# The stochastic parameter-shift rule¶

Author: Nathan Killoran — Posted: 25 May 2020. Last updated: 15 January 2021.

We demonstrate how the stochastic parameter-shift rule, discovered by Banchi and Crooks 1, can be used to differentiate arbitrary qubit gates, generalizing the original parameter-shift rule, which applies only for gates of a particular (but widely encountered) form.

## Background¶

One of the main ideas encountered in near-term quantum machine learning is the variational circuit. Evolving from earlier concepts pioneered by domain-specific algorithms like the variational quantum eigensolver and the quantum approximate optimization algorithm, this class of quantum algorithms makes heavy use of two distinguishing ingredients:

1. The circuit’s gates have free parameters

2. Expectation values of measurements are built up from samples

These two ingredients allow one circuit to actually represent an entire family of circuits. An objective function—encapsulating some problem-specific goal—is built from the expectation values, and the circuit’s free parameters are progressively tuned to optimize this function. At each step, the circuit has the same gate layout, but slightly different parameters, making this approach promising to run on constrained near-term devices.

But how should we actually update the circuit’s parameters to move us closer to a good output? Borrowing a page from classical optimization and deep learning, we can use gradient descent. In this general-purpose method, we compute the derivative of a (smooth) function $$f$$ with respect to its parameters $$\theta$$, i.e., its gradient $$\nabla_\theta f$$. Since the gradient always points in the direction of steepest ascent/descent, if we make small updates to the parameters according to

$\theta \rightarrow \theta - \eta \nabla_\theta f,$

we can iteratively progress to lower and lower values of the function.

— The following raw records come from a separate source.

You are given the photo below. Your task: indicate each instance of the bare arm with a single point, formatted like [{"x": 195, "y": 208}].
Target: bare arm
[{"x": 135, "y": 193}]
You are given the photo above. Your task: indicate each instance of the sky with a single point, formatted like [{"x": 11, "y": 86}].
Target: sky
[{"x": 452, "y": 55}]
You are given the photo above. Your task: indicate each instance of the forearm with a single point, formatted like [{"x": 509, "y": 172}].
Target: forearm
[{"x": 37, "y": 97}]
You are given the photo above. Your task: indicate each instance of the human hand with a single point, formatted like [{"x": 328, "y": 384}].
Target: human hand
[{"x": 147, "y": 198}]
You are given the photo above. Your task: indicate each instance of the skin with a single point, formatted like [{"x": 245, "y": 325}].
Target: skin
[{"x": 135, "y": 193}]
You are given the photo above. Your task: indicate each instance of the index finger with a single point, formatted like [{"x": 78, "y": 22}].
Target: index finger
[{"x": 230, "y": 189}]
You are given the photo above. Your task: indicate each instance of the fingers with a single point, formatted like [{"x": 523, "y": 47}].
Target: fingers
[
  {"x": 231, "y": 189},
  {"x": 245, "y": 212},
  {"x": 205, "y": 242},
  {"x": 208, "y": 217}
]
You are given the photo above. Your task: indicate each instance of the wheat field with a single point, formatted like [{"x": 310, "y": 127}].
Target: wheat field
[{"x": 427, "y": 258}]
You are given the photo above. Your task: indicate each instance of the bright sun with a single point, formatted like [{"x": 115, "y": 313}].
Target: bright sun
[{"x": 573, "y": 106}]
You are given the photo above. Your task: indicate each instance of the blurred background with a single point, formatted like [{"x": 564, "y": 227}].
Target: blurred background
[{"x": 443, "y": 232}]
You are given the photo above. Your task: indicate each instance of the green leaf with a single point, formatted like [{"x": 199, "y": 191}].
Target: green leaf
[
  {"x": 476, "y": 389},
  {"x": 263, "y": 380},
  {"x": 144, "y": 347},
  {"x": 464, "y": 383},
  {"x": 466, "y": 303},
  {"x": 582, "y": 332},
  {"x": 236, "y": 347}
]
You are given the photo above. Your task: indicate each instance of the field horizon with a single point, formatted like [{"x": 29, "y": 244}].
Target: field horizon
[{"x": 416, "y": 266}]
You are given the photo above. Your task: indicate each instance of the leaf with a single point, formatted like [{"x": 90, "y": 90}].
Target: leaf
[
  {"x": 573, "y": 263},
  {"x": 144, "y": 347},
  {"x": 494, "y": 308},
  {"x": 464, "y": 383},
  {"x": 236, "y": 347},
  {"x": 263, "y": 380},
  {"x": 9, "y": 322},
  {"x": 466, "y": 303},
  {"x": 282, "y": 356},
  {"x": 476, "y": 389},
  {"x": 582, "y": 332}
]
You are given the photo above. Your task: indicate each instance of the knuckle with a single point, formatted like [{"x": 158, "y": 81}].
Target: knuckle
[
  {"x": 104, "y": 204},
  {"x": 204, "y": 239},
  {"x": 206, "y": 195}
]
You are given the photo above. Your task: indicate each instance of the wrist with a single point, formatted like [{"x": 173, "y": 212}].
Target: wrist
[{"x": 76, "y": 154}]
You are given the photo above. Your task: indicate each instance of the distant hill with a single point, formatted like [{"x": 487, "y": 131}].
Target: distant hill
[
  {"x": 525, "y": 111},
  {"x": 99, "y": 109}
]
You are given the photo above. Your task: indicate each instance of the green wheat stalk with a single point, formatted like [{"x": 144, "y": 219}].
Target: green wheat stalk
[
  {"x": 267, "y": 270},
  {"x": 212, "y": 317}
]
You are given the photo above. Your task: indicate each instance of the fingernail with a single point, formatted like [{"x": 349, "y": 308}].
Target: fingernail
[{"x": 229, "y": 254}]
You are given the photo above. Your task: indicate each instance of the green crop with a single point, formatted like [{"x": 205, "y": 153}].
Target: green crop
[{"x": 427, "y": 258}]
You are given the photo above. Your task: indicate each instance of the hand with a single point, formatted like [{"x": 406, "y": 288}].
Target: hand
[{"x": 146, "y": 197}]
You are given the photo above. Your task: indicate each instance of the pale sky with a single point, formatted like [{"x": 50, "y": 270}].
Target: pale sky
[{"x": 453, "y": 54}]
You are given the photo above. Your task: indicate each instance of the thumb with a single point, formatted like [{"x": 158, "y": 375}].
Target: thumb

## The Parameter-Shift Rule¶

In the quantum case, the expectation value of a circuit with respect to an measurement operator $$\hat{C}$$ depends smoothly on the the circuit’s gate parameters $$\theta$$. We can write this expectation value as $$\langle \hat{C}(\theta)\rangle$$. This means that the derivatives $$\nabla_\theta \langle \hat{C} \rangle$$ exist and gradient descent can be used.

Before digging deeper, we will first set establish some basic notation. For simplicity, though a circuit may contain many gates, we can concentrate on just a single gate $$\hat{U}$$ that we want to differentiate (other gates will follow the same pattern).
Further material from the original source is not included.